To address software piracy, one approach is to ensure that the training data used for the development of these models are legally obtained and do not violate any copyrights or intellectual property rights according to the U.S. Copyright Office [200]. Organizations can also establish clear policies and guidelines for the ethical and legal use of these technologies. For instance, developers can be required to obtain permission or licenses before using proprietary code or software in their work. Machine learning algorithms can also be trained to identify and prevent the unauthorized distribution of copyrighted material and pirated code or software.

4.5. Integration with Existing Tools

The opportunity to integrate tools and LLMs enhances and streamlines the software development process.

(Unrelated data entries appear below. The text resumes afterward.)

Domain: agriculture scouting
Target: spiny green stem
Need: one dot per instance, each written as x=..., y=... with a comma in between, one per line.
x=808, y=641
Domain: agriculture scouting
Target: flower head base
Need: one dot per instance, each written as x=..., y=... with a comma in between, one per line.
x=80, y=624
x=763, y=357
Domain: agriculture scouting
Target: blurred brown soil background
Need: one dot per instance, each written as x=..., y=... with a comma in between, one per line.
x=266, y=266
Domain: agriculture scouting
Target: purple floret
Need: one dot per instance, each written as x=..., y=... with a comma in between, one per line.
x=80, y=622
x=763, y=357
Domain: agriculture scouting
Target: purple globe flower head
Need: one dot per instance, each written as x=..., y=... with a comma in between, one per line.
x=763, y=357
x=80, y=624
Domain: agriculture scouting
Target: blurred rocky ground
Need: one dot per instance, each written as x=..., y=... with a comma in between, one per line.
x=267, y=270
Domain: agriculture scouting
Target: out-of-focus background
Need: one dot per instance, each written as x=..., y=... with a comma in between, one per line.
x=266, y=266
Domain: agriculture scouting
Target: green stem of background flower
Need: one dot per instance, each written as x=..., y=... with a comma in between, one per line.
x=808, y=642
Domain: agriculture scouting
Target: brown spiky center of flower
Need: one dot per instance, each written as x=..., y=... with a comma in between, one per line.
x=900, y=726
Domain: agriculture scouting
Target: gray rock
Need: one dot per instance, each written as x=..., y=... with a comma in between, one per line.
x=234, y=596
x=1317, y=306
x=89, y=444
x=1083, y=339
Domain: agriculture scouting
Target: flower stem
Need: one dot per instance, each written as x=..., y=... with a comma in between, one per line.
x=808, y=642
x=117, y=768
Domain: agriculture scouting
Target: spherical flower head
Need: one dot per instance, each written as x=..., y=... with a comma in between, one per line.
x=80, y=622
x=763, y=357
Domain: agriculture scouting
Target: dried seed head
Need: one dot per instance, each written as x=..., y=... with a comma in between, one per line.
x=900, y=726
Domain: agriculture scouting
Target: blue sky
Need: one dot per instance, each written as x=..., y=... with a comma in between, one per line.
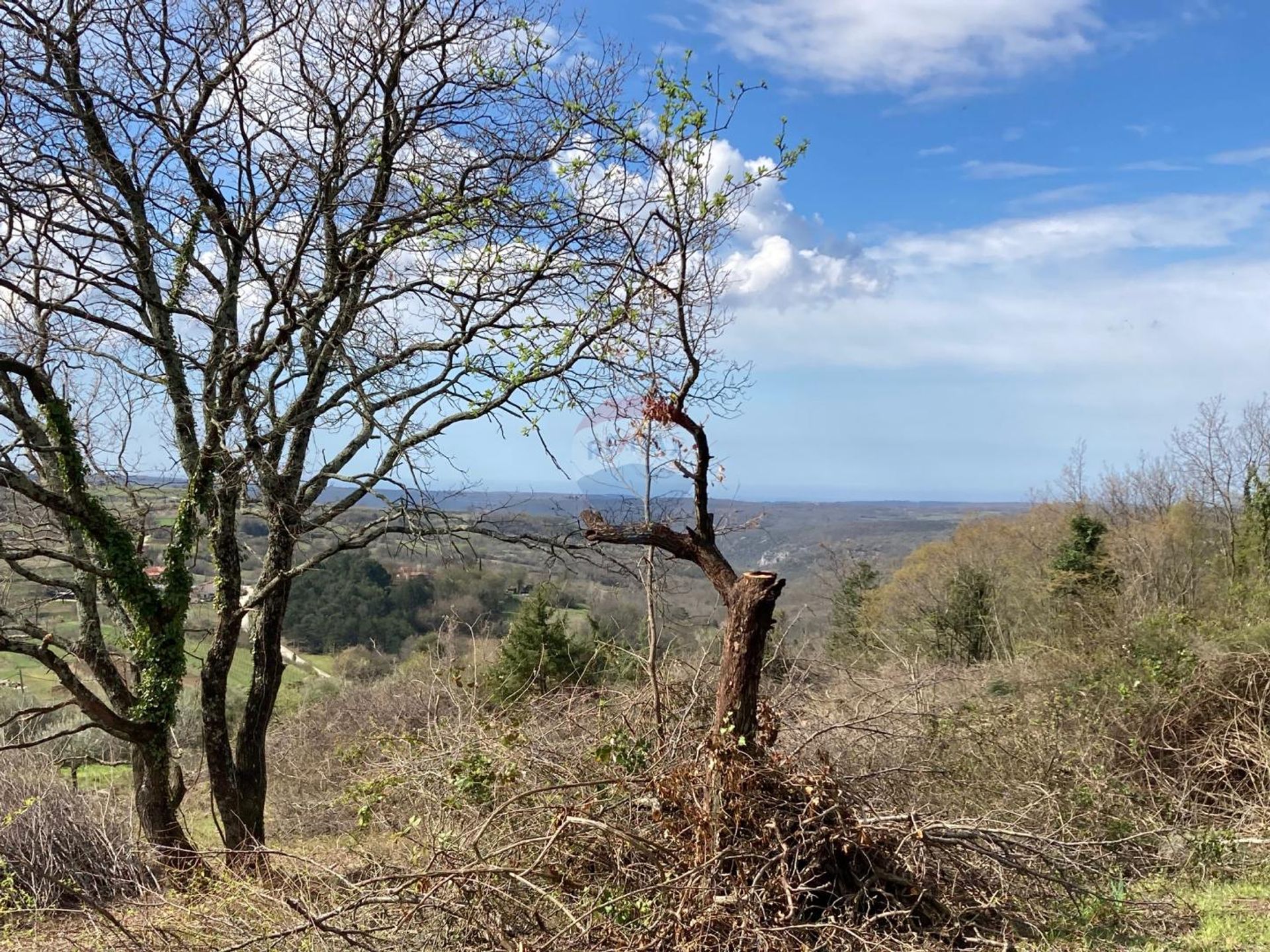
x=1020, y=223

By incorporating LLMs into integrated tools as cloud virtual service providers [201,202], developers can leverage the power of NLP to automate repetitive tasks, improve code quality and readability, and increase efficiency in software development. This integration can enable developers to experiment prompt engineering with public LLMs under data compliance, data security, data governance and best practices directly from their own development environment. Copilot for Xcode [203] serves as a real-world example of an application integrated with LLMs, allowing Apple developers to utilize GitHub Copilot [144] for code suggestions and ChatGPT [176] for code explanation and mutation using natural language. The connection between Xcode and Copilot is achieved by establishing communication between the Xcode source editor extension and the Copilot server, presenting suggestions in a user interface not handled by Xcode. To obtain additional information beyond the source code and file type provided by Xcode, the app utilizes the Accessibility API, which represents objects in a user interface and exposes information about each object within the application. Furthermore, for in-place code editing, the app employs the use of Apple Scripts, a scripting language in macOS for task automation, to programmatically execute extension commands and emulate menu bar interactions. The details to integrate the Copilot with Xcode are illustrated in Figure 5.

With these workarounds, Copilot for Xcode successfully enables Xcode to support GitHub Copilot, as shown in Figure 6. In addition, it facilitates the integration of an external chat panel that can access and read the user’s code. This chat panel serves as a connection point to leverage LLMs for functionalities such as code explanation and mutation using natural language. The chat panel can also be extended with plugins to offer additional features, including support for natural language terminal commands. The incorporation of Copilot into Xcode signifies a notable advancement in AI-powered programming for iOS/macOS, expanding the capabilities of language models to widely-used mobile software development tools.

5. Conclusions

This review paper explores the applications of LLMs in software naturalness to gain a better understanding of software development processes and develop applications that cater to the human aspects of software development. Firstly, it provides a background on Big Code and software naturalness, covering topics such as available datasets, tokenization processes, existing language models, and entropy-based measurements. Secondly, it summarizes recent applications of LLMs trained with Big Code in various tasks, including code generation, code completion, code translation, code refinement, code summarization, defect detection, and clone detection. Lastly, it discusses the potential challenges and opportunities associated with LLMs in the context of AI-assisted programming tasks.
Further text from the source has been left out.